Ms Rice has closely worked with Joweri Museveni of Uganda and Paul Kagame of Rwanda, almost giving them a blank cheque about anything related to the Great Lakes region.

“[she] tacitly approved of an invasion of the Democratic Republic of Congo that was orchestrated by Mr. Kagame of Rwanda and supported by Mr. Museveni of Uganda. In The New York Review of Books in 2009, Mr. French reported that witnesses had heard Ms. Rice describe the two men as the best insurance against genocide in the region. “They know how to deal with that,” he reported her as having said. “The only thing we have to do is look the other way.” Ms. Rice has denied supporting the invasion.”

Whether or not Ms Rice replaces Secretary of State Hilary Clinton, that does not matter and that’s not the fundamental question. The millions of Rwandans and Congolese who have been victims or continue to suffer because of her persistent protection of the person that many have called the African Hitler can be seen in the past. Not much can be done to rectify it. Any improvement to her negative positions about the Great Lakes region demands to look at the present and the future.
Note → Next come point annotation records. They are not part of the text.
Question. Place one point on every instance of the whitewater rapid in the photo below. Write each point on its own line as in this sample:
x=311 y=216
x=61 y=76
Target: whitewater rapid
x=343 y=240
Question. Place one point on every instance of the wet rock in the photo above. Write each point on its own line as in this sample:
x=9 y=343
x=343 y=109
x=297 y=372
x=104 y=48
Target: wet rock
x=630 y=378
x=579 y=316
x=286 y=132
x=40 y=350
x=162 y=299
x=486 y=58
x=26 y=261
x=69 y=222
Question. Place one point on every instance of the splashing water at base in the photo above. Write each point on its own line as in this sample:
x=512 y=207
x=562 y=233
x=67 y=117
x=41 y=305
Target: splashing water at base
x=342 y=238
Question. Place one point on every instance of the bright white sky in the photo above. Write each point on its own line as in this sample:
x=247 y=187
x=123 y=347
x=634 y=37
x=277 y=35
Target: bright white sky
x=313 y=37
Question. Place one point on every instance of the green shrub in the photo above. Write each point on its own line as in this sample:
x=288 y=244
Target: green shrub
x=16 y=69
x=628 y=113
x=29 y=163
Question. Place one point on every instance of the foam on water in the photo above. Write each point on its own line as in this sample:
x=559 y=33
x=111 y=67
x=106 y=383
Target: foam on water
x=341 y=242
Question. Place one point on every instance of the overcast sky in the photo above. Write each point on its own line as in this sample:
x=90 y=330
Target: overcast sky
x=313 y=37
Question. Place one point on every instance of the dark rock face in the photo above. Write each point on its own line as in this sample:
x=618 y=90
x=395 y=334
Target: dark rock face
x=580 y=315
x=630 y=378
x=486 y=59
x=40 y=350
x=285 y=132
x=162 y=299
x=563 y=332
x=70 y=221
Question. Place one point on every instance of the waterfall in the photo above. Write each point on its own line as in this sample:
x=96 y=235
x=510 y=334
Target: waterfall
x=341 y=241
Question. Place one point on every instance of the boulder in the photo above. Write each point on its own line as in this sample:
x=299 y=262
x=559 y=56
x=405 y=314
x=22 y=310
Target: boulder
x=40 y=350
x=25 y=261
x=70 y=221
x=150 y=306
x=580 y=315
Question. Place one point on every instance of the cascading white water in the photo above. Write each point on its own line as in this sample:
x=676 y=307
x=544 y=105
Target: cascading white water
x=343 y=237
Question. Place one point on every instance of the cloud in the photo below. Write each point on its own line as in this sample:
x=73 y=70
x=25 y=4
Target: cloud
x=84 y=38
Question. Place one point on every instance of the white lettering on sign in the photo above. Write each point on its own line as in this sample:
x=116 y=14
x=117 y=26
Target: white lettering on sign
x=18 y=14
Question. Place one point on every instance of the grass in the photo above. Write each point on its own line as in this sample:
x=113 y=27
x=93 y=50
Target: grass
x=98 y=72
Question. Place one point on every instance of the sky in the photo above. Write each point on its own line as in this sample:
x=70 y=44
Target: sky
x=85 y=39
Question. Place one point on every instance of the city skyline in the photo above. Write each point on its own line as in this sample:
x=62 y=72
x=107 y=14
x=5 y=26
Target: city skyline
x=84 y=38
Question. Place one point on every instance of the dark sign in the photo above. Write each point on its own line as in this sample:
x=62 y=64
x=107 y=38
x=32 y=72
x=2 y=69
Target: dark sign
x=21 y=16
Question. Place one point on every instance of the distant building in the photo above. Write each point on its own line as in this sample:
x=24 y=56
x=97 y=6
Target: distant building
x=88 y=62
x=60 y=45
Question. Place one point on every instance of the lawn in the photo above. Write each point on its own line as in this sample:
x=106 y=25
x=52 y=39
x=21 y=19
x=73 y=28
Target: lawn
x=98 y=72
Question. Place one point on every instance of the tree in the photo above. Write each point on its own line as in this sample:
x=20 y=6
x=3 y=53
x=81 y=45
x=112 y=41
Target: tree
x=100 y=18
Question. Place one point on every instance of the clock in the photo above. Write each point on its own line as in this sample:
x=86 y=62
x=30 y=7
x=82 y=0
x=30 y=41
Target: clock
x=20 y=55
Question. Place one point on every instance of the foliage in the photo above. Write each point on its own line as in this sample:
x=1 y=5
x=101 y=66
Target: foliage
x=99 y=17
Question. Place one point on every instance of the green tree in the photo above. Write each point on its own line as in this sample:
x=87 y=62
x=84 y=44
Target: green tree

This might of course imply for her not getting the position of Secretary State.

The critical question which arises is this: in those quiet moments when one looks in the eyes of the person in the mirror, thinking back at Ms Rice’s part in the atrocities that the Great Lakes have suffered for almost more than two decades, can she feel any sincere regrets or remorse and for example ask for forgiveness for the wrong decisions she made protecting president Paul Kagame?